I strongly recommend you run some tests with a bandwidth simulator to determine which approach delivers the best performance to your target audience. You may find out that you can deliver better performing Tree View controls by caching the XML source data and the the state of the tree on the web server instead of posting back kilobytes worth of tree data with each user event.

1.3            Table 17.6: TreeNode Methods

Other TreeView Features

I would like to conclude the discussion of the Tree View Web Control by mentioning some of the useful features we did not talk about. None of them directly relate to XML, therefore we did not present them in this section.

There are, for example, a variety of options to customize the look and feel of the TreeView. You can customize fly-over effects, tool tips, node icons and check boxes, for example. You can set all these properties individually, or you can group settings that apply to multiple nodes in a TreeNodeType and reference that type from a TreeNode.
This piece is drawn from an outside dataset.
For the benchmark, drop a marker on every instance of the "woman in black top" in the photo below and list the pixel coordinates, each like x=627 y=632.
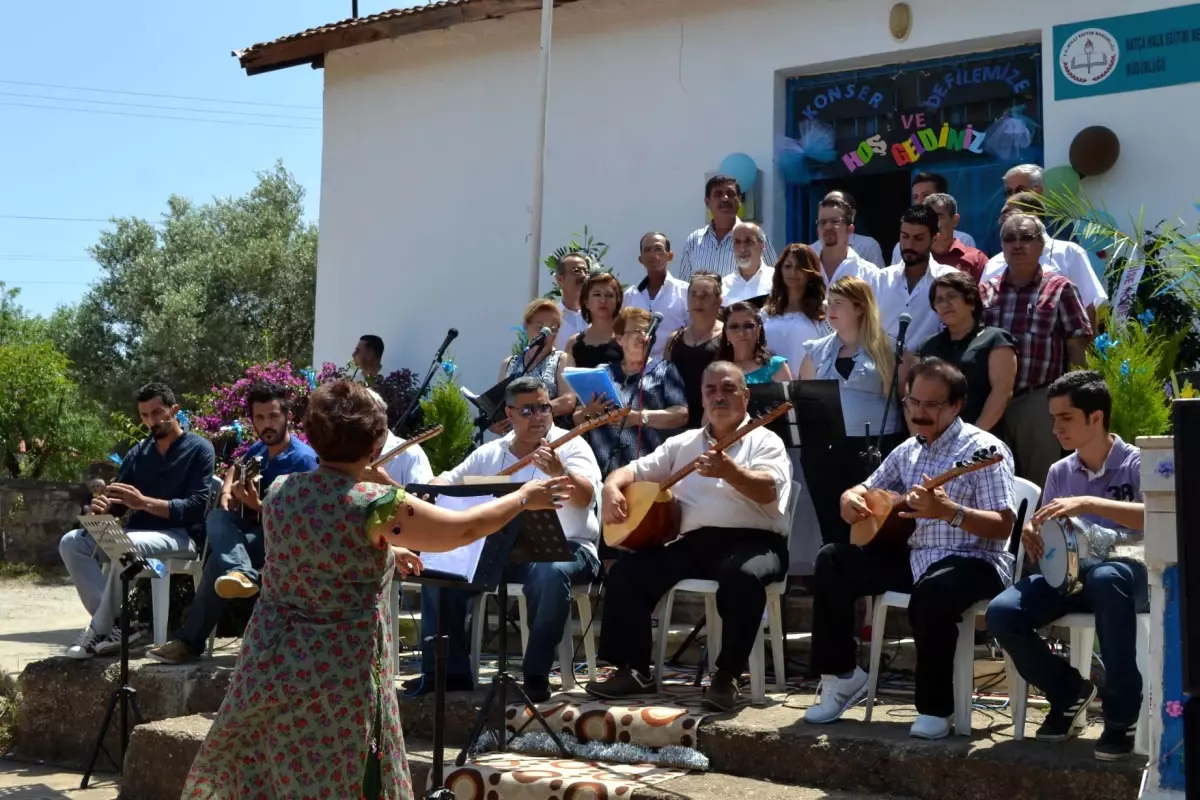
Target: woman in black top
x=985 y=355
You can also completely program the TreeView from client-side JavaScript once you sent it down to the browser. Thus you avoid any post backs to the server and deliver a solution with very fast responses to user interactions. Obviously all these features are material for a pure ASP.NET or a JavaScript book, not one .NET and XML, but you see there is still a lot more to explore about the TreeView. The documentation on MSDN provides a number of examples demonstrating how to work with TreeNodeTypes, how to display tree nodes with images and much, much more.